Training complete in 13m 51s
Best val Acc: 0.804598

8.4.3 Training log

From the training log we can see the validation accuracy started at ~38% in the first epoch, and we ended up with a validation accuracy of ~80%. Which is not bad at all.
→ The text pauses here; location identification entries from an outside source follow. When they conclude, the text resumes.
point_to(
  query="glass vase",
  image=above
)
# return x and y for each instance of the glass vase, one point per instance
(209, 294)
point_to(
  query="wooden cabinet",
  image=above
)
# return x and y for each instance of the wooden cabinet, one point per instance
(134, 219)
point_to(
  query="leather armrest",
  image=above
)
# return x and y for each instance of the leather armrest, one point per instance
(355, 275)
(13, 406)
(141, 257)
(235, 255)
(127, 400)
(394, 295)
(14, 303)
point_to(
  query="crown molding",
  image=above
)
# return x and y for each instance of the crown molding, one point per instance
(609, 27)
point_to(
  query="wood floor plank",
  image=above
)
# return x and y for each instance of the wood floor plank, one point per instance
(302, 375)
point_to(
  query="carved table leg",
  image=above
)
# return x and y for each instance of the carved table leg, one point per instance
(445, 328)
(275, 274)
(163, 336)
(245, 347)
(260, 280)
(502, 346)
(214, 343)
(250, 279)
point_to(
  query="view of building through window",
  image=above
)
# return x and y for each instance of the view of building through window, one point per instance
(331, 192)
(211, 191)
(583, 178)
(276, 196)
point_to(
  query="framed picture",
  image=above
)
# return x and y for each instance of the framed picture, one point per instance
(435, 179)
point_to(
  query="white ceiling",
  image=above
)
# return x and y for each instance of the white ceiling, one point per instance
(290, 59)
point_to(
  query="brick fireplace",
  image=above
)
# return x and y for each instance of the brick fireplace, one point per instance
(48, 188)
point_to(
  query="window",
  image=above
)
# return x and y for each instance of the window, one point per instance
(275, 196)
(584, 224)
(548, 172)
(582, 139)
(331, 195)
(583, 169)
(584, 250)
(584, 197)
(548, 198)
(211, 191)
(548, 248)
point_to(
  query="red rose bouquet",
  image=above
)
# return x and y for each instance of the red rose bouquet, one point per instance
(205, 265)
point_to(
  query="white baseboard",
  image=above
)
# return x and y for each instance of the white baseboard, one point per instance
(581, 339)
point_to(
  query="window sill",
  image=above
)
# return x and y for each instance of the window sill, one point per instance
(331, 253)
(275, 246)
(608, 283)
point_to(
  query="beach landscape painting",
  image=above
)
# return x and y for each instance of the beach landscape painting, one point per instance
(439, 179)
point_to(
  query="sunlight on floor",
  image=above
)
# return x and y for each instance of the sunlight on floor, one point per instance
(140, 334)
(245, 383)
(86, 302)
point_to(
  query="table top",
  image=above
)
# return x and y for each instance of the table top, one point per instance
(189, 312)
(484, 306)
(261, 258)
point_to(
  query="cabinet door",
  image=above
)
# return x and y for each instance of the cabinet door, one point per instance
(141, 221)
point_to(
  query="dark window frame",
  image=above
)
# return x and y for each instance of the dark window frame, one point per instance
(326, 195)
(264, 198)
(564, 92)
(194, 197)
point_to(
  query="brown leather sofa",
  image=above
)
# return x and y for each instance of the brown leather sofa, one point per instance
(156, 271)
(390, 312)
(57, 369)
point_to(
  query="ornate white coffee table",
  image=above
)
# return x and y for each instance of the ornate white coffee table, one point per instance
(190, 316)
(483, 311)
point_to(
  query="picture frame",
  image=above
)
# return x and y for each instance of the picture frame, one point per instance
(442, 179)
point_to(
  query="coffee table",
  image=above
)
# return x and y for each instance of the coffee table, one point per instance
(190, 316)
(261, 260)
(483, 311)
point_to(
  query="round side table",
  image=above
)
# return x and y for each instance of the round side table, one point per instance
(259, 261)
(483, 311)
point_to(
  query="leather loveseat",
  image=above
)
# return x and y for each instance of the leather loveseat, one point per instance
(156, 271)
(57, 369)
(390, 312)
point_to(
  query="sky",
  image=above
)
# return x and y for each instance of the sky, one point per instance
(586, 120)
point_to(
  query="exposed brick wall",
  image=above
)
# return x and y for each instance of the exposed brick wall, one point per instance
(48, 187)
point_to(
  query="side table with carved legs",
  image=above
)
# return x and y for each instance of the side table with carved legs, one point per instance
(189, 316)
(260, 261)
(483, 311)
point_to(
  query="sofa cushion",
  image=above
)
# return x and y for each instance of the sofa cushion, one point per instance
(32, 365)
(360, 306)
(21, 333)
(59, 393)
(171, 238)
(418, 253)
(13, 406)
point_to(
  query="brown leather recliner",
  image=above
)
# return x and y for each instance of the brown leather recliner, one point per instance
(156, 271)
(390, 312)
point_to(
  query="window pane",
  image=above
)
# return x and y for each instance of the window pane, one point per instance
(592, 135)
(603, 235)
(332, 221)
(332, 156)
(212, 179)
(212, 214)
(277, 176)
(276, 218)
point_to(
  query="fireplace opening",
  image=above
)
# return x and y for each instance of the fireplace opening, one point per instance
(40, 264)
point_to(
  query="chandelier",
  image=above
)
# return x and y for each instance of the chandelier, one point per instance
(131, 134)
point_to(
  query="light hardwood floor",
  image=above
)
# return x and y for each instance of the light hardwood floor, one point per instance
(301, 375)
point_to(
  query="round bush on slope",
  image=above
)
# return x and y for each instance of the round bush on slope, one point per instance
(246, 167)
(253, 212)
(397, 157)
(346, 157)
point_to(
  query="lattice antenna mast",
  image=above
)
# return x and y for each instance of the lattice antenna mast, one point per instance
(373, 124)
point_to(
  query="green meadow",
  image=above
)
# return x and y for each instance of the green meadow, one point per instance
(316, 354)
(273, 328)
And here are the training curves showing the loss and accuracy metrics:

def plot_loss(history):
  plt.figure(figsize=(8, 6))

  epochs = [e for e in range(0, len(history[history["phase"]=="train"]))] 

  plt.plot(epochs,
          history[history["phase"]=="train"]["epoch_loss"], label="train_loss")
  plt.plot(epochs,
          history[history["phase"]=="val"]["epoch_loss"], label="valid_loss")
  plt.legend()
  plt.xlabel('Epoch')
  plt.ylabel('Average Negative Log Likelihood')
  plt.title('Training and Validation Losses')

plot_loss(log_ft)

png

def plot_acc(history):

  plt.figure(figsize=(8, 6))

  epochs = [e for e in range(0, len(history[history["phase"]=="train"]))] 

  plt.plot(epochs,
          history[history["phase"]=="train"]["epoch_acc"], label="train_acc")
  plt.plot(epochs,
          history[history["phase"]=="val"]["epoch_acc"], label="valid_acc")
  plt.legend()
  plt.xlabel('Epoch')
  plt.ylabel('Average Accuracy')
  plt.title('Training and Validation Accuracy')

plot_acc(log_ft)

png

You can see that from epoch 4 validation accuracy has became higher than train accuracy, meaning that we are not overfitting our model.

8.4.4 Save model

torch.save(model_ft.state_dict(), os.path.join(MODEL_FILE_PATH, 'resnet50_ft_weights.pth'))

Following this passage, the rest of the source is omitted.